Follow-up: Qwen3.6-27B on 1× RTX 3090 — pushing to ~218K context + ~50–66 TPS, tool calls now stable (PN12 fix)

Posted by AmazingDrivers4u@reddit | LocalLLaMA | View on Reddit | 38 comments

Following up on our previous post about running Qwen3.6-27B on a single RTX 3090 (\~125K context, higher TPS).

We’ve been pushing further on both context length and stability for tool-agent workloads.

Current results:

- \~218K context @ \~50 / 66 TPS (text, narr/code)

- \~198K + vision @ \~51 / 68 TPS

- tool calls with \~25K-token outputs now complete without OOM

So lower TPS than our earlier config, but significantly higher context + stability under real workloads.

---

### What changed

Previously, long tool outputs (\~25K tokens) would consistently crash.

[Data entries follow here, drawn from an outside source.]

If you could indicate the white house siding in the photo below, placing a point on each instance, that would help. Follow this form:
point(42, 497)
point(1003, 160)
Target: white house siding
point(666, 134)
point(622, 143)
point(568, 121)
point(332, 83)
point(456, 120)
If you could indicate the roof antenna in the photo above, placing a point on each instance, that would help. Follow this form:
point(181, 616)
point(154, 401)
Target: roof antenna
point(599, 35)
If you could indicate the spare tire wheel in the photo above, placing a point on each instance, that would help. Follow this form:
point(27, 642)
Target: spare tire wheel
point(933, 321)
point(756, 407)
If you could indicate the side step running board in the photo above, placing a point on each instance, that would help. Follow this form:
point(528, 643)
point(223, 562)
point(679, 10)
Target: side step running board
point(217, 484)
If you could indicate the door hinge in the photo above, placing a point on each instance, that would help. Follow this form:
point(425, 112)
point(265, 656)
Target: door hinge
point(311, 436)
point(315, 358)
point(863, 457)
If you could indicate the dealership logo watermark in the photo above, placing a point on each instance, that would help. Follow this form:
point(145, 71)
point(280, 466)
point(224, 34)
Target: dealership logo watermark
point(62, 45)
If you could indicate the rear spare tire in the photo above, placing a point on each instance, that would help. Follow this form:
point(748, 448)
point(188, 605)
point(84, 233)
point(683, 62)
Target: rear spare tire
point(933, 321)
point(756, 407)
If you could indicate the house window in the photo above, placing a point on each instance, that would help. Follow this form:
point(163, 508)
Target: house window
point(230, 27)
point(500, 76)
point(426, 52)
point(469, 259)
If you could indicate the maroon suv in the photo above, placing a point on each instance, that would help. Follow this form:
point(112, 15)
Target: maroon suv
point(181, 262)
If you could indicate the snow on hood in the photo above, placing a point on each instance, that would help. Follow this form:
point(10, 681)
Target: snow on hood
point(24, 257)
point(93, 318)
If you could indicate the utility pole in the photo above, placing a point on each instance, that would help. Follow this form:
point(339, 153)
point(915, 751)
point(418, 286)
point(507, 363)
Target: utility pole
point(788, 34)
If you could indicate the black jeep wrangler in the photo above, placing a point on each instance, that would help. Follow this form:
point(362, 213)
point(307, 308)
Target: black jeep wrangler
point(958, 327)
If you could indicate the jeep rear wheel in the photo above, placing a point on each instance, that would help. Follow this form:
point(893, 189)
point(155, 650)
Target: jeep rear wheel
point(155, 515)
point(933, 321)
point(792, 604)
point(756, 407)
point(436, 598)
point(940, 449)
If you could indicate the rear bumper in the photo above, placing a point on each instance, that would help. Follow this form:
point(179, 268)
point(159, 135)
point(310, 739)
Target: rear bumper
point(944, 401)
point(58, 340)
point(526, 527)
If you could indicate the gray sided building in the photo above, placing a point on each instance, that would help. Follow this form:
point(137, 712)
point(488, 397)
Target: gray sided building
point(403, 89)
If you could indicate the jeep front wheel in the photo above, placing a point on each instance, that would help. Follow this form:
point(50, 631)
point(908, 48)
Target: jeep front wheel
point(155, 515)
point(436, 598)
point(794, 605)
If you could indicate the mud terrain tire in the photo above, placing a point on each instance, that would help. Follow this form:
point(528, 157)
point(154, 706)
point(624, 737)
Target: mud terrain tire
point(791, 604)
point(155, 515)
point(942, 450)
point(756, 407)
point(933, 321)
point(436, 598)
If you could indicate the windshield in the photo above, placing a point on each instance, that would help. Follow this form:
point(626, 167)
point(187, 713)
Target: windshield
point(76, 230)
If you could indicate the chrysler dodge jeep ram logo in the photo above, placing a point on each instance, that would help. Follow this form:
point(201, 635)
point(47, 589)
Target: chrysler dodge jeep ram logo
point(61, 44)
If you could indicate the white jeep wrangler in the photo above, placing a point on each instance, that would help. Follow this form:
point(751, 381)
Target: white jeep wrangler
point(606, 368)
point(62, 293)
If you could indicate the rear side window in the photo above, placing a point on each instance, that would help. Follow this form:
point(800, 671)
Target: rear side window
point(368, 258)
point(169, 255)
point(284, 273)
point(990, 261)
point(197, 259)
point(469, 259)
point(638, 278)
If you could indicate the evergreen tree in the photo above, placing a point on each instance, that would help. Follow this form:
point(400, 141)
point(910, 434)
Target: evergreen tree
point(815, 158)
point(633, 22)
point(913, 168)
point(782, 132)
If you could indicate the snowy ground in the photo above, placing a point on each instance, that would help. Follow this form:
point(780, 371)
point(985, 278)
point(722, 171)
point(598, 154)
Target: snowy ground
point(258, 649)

This turned out to be related to a Genesis patch (PN12) that was supposed to mitigate a memory issue, but wasn’t actually applying on vLLM dev205+:

- `apply_all` reported success

- but the underlying code path was unchanged

Root cause was anchor drift in the patch.

After fixing that, the tool-prefill OOM disappeared and higher context configs became usable.

Fix:

https://github.com/Sandermage/genesis-vllm-patches (PR #13)

---

### What we’re optimizing for

The goal here isn’t just max TPS or max context in isolation, but pushing both together on a single 3090:

- high context (200K+)

- usable throughput

- stable tool-agent workloads

---

### Notes / limitations

- There is still a second memory cliff around \~50–60K for single-prompt workloads on 1 GPU

- That one doesn’t apply with tensor parallelism (e.g. 2× 3090)

- Results depend heavily on quantization + config

---

### Repro

https://github.com/noonghunna/club-3090

---

Curious how others are balancing context vs TPS on 3090/4090 setups.